Proof of reverse mode AD
Take the example of polar coordinate system $x = r \cos \theta, y = r \sin \theta$, according to the chain rule: We use $t$ to represent the $n$-th layer in the tree. with the values of 1,2,3.
\[\frac{\partial y_1}{\partial x_1} = \frac{\partial y_1}{\partial v_4} \frac{\partial v_4}{\partial x_1} \implies \frac{\partial y_1}{\partial x_1} = \sum_{i(t)} \frac{\partial y_1}{\partial v_{t,i}} {\color{red}\frac{\partial v_{t,i}}{\partial x_1}}\]

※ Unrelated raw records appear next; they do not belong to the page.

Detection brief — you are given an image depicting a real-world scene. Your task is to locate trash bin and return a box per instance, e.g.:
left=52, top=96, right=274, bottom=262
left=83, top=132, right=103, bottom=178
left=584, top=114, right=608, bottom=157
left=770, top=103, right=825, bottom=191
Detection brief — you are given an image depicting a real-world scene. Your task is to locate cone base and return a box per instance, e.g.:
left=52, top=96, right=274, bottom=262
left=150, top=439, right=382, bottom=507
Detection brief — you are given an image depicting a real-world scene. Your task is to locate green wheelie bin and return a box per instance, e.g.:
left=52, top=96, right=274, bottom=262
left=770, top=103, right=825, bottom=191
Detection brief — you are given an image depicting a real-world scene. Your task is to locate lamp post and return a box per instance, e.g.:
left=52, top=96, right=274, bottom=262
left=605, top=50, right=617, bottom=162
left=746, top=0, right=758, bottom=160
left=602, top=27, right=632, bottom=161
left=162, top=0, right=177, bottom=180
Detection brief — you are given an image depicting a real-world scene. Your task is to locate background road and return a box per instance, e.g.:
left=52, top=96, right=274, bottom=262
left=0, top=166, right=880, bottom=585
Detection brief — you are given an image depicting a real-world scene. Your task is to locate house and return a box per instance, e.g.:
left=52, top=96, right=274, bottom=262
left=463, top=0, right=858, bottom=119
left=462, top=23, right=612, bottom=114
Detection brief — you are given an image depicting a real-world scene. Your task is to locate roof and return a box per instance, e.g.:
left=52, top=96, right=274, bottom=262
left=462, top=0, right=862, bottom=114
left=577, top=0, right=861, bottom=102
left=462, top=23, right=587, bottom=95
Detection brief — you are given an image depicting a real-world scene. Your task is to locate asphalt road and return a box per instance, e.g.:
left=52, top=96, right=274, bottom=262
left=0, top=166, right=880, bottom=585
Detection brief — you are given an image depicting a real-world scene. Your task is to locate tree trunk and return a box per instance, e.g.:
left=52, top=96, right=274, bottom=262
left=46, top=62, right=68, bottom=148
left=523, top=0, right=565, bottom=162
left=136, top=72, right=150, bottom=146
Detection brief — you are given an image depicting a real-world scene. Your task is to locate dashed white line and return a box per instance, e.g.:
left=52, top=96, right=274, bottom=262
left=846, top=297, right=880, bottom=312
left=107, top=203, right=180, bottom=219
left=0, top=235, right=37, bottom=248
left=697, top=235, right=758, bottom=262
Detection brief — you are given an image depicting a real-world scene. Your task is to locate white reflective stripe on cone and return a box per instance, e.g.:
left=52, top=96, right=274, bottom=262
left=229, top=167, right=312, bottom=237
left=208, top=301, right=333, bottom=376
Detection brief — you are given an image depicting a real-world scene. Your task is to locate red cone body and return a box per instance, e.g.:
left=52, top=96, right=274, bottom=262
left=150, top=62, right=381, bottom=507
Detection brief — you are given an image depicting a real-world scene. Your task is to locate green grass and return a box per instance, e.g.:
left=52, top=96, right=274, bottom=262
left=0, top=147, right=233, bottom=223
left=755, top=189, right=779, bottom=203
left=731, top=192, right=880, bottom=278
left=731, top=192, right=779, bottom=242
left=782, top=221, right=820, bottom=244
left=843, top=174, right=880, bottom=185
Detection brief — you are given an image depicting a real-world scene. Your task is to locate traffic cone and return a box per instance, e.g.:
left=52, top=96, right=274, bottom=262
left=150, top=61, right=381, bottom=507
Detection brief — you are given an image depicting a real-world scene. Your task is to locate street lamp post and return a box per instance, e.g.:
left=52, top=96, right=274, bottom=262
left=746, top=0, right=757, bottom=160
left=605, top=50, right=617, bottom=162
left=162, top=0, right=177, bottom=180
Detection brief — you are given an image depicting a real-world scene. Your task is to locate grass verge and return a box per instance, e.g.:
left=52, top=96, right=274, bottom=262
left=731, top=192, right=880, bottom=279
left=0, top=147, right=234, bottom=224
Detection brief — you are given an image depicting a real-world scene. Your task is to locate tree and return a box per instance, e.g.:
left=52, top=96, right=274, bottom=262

\[\frac{\partial v_4}{\partial x_1} = \frac{\partial v_4}{\partial v_{-1}} \frac{\partial v_{-1}}{\partial x_1} + \frac{\partial v_4}{\partial v_1} \frac{\partial v_1}{\partial x_1} \implies {\color{red}\frac{\partial v_{t,i}}{\partial x_1}} = \sum_{j(t)} \frac{\partial v_{t,i}}{\partial v_{t-1, j}} \frac{\partial v_{t-1, j}}{\partial x_1}\]

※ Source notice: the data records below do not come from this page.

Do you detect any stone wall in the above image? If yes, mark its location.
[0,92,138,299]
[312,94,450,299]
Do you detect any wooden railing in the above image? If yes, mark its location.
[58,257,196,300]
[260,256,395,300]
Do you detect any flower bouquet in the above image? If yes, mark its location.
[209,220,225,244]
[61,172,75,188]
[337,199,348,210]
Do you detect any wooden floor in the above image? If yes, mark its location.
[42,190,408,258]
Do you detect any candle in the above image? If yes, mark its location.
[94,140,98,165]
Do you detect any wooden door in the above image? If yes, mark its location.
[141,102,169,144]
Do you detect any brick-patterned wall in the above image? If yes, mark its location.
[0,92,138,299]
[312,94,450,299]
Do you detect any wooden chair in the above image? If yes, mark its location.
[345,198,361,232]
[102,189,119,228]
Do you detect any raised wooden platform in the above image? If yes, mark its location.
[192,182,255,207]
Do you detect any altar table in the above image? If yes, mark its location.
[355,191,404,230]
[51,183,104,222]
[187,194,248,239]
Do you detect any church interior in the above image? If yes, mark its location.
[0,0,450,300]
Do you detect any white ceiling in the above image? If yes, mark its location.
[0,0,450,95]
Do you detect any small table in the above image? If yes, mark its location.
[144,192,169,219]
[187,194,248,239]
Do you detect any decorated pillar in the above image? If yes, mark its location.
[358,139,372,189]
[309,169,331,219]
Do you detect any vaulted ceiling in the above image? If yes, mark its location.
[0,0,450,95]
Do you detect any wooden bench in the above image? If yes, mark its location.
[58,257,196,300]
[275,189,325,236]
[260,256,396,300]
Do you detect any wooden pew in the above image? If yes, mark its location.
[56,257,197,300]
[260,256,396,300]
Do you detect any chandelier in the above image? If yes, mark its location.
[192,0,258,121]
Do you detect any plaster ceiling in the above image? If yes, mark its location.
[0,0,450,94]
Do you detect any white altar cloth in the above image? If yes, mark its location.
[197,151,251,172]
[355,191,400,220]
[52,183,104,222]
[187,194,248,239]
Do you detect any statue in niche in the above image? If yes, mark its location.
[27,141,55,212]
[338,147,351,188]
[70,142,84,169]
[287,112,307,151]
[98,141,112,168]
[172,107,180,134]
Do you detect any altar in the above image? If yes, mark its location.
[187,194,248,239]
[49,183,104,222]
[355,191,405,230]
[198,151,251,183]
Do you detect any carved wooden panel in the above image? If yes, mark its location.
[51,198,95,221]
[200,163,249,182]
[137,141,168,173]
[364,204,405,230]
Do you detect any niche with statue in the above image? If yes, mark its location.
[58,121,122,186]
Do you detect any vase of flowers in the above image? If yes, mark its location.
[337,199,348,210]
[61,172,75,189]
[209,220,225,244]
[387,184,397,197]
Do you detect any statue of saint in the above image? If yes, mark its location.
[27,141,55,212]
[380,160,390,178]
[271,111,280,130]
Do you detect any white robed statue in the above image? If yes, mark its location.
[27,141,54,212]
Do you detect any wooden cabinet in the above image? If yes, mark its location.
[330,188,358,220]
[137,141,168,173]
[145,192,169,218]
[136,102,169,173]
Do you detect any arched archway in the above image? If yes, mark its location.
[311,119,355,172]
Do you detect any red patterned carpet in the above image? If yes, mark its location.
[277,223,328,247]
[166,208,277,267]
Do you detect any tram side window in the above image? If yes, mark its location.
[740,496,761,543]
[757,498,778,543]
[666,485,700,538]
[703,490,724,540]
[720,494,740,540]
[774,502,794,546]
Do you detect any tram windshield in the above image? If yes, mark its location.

\[\frac{\partial y_1}{\partial x_1} = \sum_{i(t)} \frac{\partial y_1}{\partial v_{t,i}} \sum_{j(i)} \frac{\partial v_{t,i}}{\partial v_{t-1,j}} \frac{\partial v_{t-1,j}}{\partial x_1} = \sum_{j} \bar{v}_{t-1,j} \frac{\partial v_{t-1,j}}{\partial x_1}\]
where we define adjoint as
\[\bar{v}_{t-1, j} = \sum_i \bar{v}_{t, i} \frac{\partial v_{t,i}}{\partial v_{t-1,j}}.\]
For example (in this computing graph):
\[\bar{v}_0 = \bar{v}_{1,2} = \frac{\partial v_{2,1}}{\partial v_{1,2}} \bar{v}_{2,1} + \frac{\partial v_{2,2}}{\partial v_{1,2}} \bar{v}_{2,2}.\]